Ladies' Home Journal used to have a monthly feature, IIRC, called "Can This Marriage Be Saved?" Supposedly from the files of real marriage counselors, it used the husband's and the wife's voices to tell the story of dysfunction from their own points of view, and then let the marriage counselor comment/advise. As I remember, the marriage WAS always saved, although during the first telling of the story (from the wife's point of view) it always seemed like a hopeless case.

Loved that feature as a teen. About the only thing I ever read in my mother's magazines.
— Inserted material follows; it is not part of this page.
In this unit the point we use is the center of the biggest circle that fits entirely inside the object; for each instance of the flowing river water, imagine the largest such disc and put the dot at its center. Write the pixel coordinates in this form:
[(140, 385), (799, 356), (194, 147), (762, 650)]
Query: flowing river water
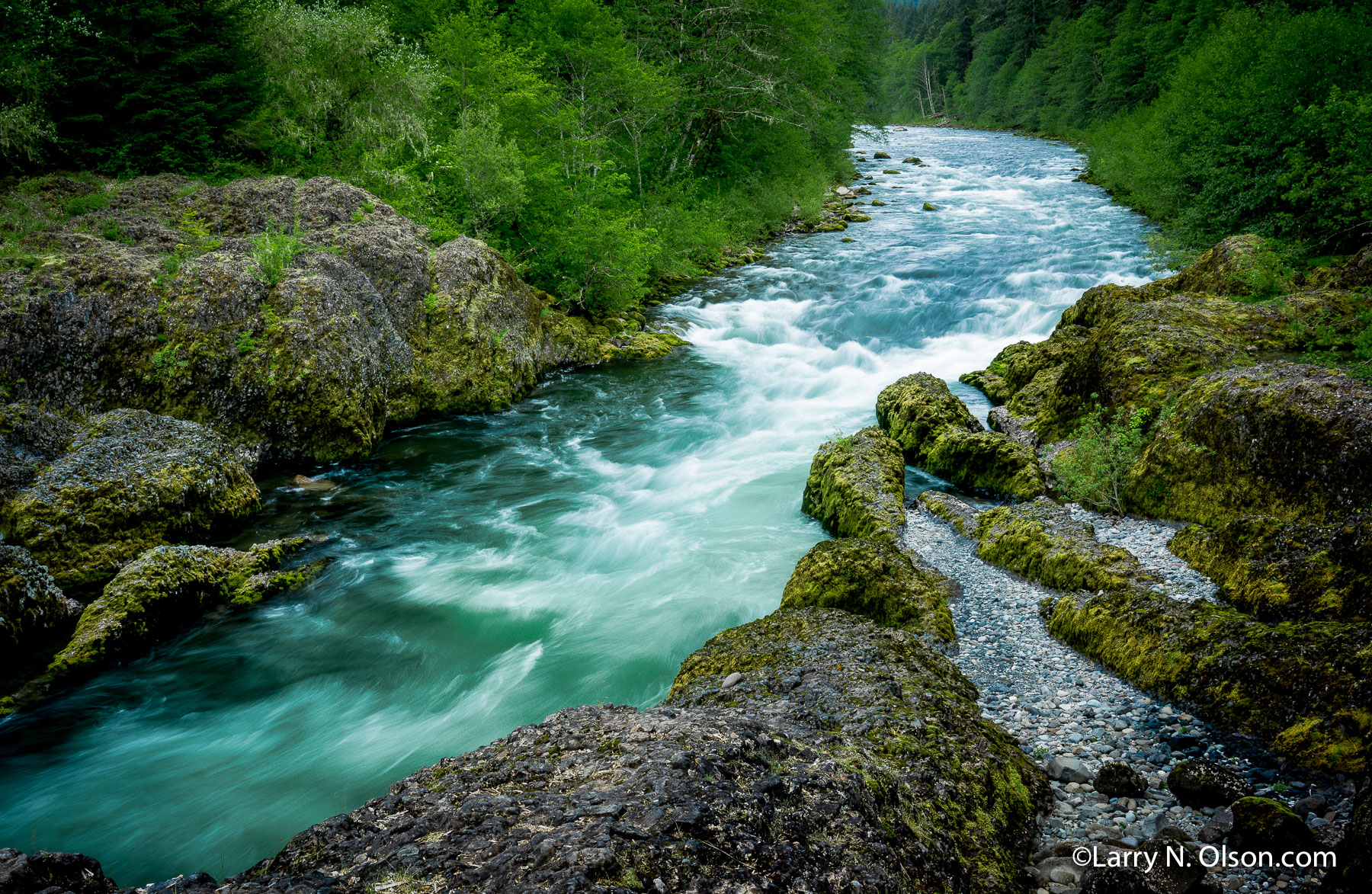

I wonder how those stories would sound to me today.

R. Porrofatto said...

I am overjoyed at the Colts' decision-making. Their recent losing streak may have inspired the one New York football team that hasn't behaved like the NY Jets lately to win the next six and go on to sublime victory... or not. Well, at least they have a brand new, as yet un-corporate-sponsored stadium in New Jersey. (It might have become Allianz Stadium were it not for that fact that the German company once insured Auschwitz against whatever sort of catastrophe might befall an extermination camp.) As with the rest of them, it should be dubbed Taxpayers Field, but taxpayers by law are excluded from luxury boxes, so that's out.

Dr. Harl Delos said...

Seems to me that "Can This Marriage Be Saved" always decided that it was the wife's fault, and that it was up to her to save the marriage.

I guess that makes sense. Made all the female readers feel superior and virtuous for putting up with lesser (or greater, for tha matter) problems.

Nobody's mentioned Collier's. They were journalistically superior to the others, IMHO, and yet they failed first. Every time I hear someone complain that if newspapers were any good, they wouldn't all be going down the tubes. Well, duh, if they are all going down the tubes, don't you suppose it has something to do with the fact that it's cheaper to deliver electrons to readers than paper and ink?

scott said...

I take issue with the label "Midwestern Cities Accidentally Governed By Big Dumb Guys."

It ain't no accident.

Uncle Omar said...

Dog Ass Jets...thanks for the Semi-Tough reference.

bjkeefe said...

I wish I'd thought to come over here for the insights back when this was a hot new Very Important issue, but in addition to being behind on my reading, I am so far behind in my NFL-awareness that when I hear "Colts," I still think "Baltimore."

Anyway, I was right that you'd get it just right. They should name something after you. A tackling dummy, maybe?